We must be mindful of the provision of our Constitution that “[n] o person shall be deprived of the right to prosecute or defend, either in person or by an attorney, that person’s own cause in any of the courts of this state.” Ga. Const. of 1983, Art. I, Sec. I, Par. XII.
This is a privilege granted to the defendant as well as the plaintiff. Where there is a bona fide controversy for the tribunals to settle, and the parties can not adjust it amicably, there should be no burdening of one with the counsel fees of the other, unless there has been wanton or excessive indulgence in litigation.
(Citations and punctuation omitted.) West v. Haas, 191 Ga. 569, 575 (13 SE2d 376) (1941). We must be cautious about extending the scope of OCGA § 13-6-11 to those cases in which liability is disputed on issues of negligence.
The evidence of record in the instant case clearly demonstrates that a bona fide controversy does exist as to whether the collision was caused by the negligence of appellant or the negligence of appellee or the negligence of both. It is the general law of this state that questions of negligence, diligence, contributory negligence, and proximate cause are peculiarly issues for jury resolution, and a court should not remove the issues from the jury except in plain and indisputable cases.
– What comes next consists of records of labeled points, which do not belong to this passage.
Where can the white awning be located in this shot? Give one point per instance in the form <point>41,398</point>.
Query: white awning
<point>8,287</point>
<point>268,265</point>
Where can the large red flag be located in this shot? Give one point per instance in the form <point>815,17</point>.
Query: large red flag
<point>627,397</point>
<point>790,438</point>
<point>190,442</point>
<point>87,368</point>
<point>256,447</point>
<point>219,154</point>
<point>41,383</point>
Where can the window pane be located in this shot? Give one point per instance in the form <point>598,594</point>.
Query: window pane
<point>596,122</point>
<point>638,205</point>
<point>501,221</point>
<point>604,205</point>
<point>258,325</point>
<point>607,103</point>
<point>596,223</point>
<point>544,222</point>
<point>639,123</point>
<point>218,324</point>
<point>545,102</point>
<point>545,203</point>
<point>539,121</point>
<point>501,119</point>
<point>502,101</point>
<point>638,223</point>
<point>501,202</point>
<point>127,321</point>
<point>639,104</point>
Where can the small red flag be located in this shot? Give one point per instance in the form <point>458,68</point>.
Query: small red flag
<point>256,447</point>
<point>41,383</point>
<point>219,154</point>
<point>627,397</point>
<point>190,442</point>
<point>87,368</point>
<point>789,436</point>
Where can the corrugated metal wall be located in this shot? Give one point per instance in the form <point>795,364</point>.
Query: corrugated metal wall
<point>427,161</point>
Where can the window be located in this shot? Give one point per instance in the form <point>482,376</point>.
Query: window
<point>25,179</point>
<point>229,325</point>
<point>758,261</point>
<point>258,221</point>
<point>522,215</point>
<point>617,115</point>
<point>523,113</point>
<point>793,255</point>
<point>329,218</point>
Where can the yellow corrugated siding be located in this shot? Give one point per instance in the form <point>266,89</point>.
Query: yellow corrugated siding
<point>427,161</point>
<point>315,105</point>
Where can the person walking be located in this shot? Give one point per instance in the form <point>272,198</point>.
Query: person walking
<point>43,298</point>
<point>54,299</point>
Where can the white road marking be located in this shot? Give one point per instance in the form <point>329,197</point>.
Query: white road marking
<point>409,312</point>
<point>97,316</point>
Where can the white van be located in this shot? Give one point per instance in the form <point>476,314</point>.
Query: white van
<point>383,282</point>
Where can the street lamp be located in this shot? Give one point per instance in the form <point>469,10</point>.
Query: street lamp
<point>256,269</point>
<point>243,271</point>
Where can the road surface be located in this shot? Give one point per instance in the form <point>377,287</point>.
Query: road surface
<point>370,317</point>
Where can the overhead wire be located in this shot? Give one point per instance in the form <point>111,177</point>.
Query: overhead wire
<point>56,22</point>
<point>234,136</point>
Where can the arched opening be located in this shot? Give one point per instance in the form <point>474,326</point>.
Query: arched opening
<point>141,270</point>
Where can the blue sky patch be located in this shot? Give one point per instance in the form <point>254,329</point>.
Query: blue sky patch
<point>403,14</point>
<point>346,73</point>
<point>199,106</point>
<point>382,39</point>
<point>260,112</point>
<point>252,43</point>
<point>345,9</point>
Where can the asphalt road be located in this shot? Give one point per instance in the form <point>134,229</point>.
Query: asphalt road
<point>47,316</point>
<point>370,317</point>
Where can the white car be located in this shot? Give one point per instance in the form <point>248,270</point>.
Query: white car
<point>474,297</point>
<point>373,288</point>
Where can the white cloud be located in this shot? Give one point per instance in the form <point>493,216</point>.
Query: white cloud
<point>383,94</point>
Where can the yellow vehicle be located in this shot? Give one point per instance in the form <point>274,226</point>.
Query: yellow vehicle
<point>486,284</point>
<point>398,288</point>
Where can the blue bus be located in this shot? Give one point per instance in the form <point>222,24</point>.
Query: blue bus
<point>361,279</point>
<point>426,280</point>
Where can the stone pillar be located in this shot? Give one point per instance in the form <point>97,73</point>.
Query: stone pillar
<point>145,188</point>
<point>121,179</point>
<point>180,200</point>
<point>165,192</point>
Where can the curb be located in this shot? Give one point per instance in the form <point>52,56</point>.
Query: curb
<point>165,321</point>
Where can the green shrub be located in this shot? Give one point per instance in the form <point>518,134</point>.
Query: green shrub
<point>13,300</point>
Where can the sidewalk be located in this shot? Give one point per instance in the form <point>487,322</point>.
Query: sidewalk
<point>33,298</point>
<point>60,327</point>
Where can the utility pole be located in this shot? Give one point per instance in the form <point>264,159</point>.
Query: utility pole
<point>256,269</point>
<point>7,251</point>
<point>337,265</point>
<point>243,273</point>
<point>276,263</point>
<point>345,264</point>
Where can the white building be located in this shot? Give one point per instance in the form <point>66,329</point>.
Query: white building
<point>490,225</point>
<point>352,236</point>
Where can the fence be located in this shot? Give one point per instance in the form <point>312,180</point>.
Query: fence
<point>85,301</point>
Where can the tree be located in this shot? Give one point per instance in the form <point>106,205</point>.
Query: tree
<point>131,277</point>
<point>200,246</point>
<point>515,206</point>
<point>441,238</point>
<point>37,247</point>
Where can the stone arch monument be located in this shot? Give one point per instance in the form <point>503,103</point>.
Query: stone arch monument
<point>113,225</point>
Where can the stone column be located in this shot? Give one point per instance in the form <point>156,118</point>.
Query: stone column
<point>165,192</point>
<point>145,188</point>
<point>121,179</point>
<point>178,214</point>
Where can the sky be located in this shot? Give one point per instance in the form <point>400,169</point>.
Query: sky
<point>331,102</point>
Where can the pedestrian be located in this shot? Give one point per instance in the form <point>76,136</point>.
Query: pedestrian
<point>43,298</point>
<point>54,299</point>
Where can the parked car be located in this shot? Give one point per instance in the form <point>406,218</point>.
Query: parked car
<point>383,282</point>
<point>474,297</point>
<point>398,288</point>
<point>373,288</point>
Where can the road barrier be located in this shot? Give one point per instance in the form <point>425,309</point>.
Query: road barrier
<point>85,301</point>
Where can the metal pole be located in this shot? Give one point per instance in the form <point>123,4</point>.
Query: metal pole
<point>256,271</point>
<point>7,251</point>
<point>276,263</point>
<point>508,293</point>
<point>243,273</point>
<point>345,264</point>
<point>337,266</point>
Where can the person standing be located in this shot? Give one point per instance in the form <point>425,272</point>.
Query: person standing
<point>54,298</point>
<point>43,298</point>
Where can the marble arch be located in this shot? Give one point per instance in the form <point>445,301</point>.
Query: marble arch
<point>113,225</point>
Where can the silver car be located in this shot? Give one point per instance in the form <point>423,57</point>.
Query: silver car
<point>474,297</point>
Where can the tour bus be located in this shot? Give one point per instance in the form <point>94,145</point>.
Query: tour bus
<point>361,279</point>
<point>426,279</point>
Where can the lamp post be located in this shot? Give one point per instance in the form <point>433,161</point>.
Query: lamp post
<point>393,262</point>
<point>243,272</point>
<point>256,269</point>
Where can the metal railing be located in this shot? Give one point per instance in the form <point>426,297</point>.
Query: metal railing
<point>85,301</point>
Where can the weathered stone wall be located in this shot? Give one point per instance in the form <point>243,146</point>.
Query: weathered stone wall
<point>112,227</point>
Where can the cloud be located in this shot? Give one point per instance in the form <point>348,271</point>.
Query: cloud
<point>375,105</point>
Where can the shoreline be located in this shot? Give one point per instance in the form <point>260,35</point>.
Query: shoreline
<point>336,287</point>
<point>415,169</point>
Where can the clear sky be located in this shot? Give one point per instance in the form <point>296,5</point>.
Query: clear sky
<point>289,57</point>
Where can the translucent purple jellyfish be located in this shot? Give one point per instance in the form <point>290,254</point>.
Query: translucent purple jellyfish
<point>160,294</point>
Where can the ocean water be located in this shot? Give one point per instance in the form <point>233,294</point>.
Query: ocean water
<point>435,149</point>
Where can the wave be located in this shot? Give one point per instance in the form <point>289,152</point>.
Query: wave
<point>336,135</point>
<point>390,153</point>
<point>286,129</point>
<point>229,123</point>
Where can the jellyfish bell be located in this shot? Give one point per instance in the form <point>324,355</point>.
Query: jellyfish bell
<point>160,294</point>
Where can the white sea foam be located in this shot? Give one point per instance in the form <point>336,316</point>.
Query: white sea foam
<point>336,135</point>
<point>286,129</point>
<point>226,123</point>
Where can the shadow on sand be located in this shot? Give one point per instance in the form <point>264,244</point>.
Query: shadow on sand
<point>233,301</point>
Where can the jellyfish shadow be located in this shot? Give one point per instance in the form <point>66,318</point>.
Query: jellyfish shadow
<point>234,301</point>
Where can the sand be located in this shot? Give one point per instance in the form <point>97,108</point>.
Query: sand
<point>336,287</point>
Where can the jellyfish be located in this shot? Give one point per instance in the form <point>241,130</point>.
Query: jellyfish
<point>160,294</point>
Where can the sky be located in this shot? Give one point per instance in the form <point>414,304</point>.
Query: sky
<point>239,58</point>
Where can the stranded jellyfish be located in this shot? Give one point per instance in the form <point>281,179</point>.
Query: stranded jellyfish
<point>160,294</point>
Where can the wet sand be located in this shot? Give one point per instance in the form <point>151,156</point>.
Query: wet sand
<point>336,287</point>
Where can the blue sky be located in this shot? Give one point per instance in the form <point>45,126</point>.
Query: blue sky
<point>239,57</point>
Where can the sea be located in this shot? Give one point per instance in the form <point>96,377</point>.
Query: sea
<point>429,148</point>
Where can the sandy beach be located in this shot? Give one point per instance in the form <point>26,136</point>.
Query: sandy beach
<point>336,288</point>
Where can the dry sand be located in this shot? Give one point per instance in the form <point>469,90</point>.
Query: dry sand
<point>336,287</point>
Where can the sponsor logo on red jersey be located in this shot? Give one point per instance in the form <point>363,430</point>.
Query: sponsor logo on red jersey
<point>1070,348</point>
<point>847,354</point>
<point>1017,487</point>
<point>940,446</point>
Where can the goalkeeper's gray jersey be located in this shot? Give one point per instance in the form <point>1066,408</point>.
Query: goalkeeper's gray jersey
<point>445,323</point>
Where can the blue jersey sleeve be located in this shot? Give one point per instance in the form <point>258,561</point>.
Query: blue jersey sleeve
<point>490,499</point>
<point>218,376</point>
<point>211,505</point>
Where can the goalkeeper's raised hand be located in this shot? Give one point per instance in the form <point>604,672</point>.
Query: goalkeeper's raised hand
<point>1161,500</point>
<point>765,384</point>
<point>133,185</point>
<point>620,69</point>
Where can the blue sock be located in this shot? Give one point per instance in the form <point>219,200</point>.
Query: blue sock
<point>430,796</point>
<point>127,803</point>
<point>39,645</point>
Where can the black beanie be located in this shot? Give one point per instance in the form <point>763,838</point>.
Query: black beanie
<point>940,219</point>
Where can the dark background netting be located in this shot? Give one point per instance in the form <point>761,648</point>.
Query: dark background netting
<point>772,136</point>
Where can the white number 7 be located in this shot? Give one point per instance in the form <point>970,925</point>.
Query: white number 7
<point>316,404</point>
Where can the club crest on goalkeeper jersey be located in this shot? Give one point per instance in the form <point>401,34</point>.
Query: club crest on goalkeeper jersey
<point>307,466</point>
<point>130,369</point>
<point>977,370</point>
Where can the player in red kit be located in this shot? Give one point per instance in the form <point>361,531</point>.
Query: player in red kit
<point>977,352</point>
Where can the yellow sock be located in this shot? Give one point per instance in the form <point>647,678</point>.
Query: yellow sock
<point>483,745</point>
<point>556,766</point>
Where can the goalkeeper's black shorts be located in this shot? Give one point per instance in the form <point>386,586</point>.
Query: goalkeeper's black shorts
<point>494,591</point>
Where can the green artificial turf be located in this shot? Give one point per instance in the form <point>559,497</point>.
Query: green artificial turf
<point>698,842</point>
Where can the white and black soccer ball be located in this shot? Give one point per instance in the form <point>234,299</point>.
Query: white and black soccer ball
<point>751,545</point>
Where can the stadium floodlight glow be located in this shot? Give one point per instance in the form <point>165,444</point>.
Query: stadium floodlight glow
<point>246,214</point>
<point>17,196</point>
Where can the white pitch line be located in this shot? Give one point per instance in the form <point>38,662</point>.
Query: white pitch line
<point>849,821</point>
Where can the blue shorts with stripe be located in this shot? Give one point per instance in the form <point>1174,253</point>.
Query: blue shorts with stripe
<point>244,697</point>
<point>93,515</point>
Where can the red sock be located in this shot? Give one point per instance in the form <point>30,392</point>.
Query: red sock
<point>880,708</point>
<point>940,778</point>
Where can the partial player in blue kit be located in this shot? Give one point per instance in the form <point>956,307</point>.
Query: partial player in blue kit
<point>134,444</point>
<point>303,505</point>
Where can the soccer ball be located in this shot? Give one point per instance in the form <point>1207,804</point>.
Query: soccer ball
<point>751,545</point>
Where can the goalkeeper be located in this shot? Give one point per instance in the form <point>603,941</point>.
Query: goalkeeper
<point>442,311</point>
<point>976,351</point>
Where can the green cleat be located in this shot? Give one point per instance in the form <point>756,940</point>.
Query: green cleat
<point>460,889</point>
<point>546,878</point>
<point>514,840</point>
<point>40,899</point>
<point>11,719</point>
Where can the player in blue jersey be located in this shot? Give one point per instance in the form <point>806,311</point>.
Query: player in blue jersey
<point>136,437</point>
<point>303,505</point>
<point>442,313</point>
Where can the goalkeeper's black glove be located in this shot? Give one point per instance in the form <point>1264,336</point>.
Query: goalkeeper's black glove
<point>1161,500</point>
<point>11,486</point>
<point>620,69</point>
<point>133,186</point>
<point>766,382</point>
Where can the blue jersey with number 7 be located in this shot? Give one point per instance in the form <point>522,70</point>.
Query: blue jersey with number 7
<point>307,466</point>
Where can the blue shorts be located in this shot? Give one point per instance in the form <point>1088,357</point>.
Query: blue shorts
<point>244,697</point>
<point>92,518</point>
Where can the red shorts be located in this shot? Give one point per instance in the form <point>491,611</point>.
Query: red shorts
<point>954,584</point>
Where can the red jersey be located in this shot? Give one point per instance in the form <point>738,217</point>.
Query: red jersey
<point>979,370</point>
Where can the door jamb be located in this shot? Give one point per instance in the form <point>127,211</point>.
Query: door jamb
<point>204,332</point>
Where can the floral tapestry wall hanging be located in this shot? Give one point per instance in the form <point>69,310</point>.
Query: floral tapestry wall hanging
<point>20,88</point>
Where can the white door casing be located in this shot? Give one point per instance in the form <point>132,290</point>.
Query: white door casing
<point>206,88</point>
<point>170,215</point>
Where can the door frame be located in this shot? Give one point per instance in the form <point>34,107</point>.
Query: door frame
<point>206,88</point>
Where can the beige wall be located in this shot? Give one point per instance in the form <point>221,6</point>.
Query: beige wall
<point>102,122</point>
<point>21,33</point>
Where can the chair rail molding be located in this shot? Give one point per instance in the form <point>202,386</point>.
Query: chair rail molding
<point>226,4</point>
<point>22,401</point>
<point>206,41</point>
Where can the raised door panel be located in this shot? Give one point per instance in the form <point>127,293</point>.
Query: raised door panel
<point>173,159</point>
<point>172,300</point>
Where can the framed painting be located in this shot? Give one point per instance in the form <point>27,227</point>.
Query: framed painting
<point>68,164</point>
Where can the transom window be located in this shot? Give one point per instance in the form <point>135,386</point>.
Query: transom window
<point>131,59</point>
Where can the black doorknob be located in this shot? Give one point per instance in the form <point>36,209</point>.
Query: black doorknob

Accordingly, a genuine dispute does exist in the instant case.
(Citations and punctuation omitted.) Brown v. Baker, 197 Ga. App. 466, 469 (4) (398 SE2d 797) (1990) (physical precedent only).1 Here, the existence of a bona fide dispute and a reasonable defense at trial precludes the award of attorney fees and expenses of litigation under OCGA § 13-6-11. The trial court erred in failing to grant Anderson’s motion for directed verdict on the issue of attorney fees.
Judgment reversed in part as to attorney fees only.
Ruffin, C. J., Andrews, P. J., Johnson, P. J., Barnes, Miller, Ellington, Phipps and Mikell, JJ., concur. Blackburn, P. J., Adams and Bernes, JJ., dissent.While Baker is physical precedent only, one judge having concurred in the judgment only, we have cited it with approval and without comment as to its precedential value on several occasions. See Daniel, supra at 638; M & H Constr. Co., supra at 714.